Oi Sawa
Oil Paintings on Tin and Drawings
May 15- June 2, 2012
Opening reception Thursday, May 17th, 5-7p.m.
Chelsea, NYC: Viridian Artists is extremely proud to present the 12th solo exhibition of Oi Sawa in its new space at 548 W 28th Street. Her exhibition of “Oil Paintings on Tin and Drawings” extends from May 15th to June 2nd, with an opening reception Thursday, May 17th, 5-7p.m.
The noted Japanese artist Oi Sawa has made a unique choice of materials in her artmaking. For years she has created oil painting on tin and drawings on film and paper. Her images too are unique in that they transcend the influences of both Eastern & Western art, focusing on abstract structures in black, grey and silver that utilize architectural imaginings.

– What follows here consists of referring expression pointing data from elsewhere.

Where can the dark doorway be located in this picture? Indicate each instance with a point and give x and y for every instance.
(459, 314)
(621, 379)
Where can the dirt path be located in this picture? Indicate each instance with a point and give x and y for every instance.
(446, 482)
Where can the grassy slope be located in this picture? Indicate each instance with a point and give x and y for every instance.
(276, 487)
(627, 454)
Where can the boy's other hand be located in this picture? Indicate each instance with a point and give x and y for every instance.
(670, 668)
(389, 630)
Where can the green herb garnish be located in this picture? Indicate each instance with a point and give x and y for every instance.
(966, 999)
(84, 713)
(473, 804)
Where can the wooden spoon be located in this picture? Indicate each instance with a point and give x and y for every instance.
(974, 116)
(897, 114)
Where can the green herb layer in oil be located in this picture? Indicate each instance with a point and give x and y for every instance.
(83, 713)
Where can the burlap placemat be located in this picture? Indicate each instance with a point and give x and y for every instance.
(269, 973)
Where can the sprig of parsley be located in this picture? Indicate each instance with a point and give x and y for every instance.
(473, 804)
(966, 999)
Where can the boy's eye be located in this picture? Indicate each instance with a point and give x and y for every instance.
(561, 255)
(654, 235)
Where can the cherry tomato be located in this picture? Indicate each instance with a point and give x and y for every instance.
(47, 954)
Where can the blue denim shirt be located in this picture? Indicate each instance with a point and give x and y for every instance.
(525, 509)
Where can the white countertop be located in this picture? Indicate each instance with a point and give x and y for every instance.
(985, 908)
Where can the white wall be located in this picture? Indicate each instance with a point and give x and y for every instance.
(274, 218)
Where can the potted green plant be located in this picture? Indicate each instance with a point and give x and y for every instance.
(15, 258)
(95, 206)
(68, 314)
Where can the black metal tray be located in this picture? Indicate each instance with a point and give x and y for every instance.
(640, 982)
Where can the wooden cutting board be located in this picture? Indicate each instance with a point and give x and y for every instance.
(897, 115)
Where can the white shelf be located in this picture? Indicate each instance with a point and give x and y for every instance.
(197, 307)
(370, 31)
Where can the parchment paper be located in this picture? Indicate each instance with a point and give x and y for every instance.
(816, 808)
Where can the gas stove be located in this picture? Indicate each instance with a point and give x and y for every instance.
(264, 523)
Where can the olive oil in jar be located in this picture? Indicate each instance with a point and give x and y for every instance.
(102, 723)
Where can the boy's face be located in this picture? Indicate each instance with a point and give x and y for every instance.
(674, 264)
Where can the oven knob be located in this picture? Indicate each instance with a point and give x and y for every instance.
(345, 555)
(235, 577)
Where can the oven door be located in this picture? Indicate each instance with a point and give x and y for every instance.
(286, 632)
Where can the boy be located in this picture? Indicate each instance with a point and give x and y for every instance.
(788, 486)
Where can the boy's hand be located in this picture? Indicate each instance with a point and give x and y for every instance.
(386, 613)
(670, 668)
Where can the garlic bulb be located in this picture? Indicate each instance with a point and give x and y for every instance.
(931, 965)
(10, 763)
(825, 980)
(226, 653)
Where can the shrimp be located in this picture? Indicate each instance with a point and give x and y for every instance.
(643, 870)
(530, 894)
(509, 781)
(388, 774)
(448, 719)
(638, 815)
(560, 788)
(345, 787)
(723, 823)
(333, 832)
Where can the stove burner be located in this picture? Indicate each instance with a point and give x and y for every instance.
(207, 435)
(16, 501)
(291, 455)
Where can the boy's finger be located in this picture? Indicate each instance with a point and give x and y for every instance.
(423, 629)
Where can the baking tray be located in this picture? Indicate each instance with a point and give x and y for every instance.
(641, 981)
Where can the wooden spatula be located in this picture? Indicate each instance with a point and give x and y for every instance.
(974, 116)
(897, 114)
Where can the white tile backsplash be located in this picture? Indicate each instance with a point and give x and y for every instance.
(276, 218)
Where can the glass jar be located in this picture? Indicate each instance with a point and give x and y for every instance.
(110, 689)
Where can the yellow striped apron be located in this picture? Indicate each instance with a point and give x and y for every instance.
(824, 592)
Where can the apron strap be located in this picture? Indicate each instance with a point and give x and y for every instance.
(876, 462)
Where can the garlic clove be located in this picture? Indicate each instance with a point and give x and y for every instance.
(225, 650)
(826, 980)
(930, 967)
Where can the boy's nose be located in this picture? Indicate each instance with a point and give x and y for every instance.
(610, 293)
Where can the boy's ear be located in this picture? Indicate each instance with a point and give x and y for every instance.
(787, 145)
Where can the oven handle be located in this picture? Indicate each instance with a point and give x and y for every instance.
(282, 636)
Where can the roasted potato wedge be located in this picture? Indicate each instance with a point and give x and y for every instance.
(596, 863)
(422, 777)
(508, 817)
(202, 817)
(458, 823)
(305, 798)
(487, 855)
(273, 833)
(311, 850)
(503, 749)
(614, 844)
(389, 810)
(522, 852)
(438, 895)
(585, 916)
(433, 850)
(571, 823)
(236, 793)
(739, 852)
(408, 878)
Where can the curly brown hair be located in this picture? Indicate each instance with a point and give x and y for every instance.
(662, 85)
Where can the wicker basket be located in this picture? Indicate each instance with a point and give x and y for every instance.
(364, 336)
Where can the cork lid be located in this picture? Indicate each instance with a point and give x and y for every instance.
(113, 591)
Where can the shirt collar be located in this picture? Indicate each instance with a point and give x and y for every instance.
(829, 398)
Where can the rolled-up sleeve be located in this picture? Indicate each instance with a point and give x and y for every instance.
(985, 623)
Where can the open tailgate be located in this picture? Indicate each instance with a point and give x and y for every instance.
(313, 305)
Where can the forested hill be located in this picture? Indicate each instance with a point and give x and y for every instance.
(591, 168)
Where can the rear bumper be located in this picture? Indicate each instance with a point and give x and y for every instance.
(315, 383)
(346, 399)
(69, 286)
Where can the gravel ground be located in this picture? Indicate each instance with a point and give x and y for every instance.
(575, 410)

One senses an Escher–like vision combined with the influence of cubism in her complex rendering of space that create both a geometry of images as well as a sense of three dimensional structures. Originally inspired by reflections on a stovepipe in her studio decades ago, she uses tin with a signature approach that has intensified and matured over the years. The artist’s limited palette of silvery gunmetal grays has deepened with the spirit of those reflections with the flames of the fires within the stove remembered with touches of reds and golds, adding the sense that nature has not altogether departed.
Oi Sawa’s oil paintings on tin as large 56 inches by 86 inches distinctively evoke towers and orbs floating and swirling in an unknown atmosphere of perhaps the future, perhaps the past. Her tiny collage drawings on film and paper are graphically rendered and the complex images echo structures of dark and futuristic places akin to those in her large paintings.
Until 2007, the artist was a professor at the Musashino Art University in Tokyo in their Department of Scenography, Display and Fashion Design and this year also worked with survivors of the Fukushima nuclear disaster site.
Oi Sawa has won numerous prizes including the Noma Prize in the 27th Annual Ichiyokai Art Exhibition. Her art is included in the collections of the Russell Sage Foundation, Ishikawa Prefectual Museum of Art in Japan, the Manhattan Laboratory Museum and the Nomura Computer System America both in New York, among others. We hope that you will be able to meet this outstanding artist and share her view of life through the vision of her incredibly fascinating artworks.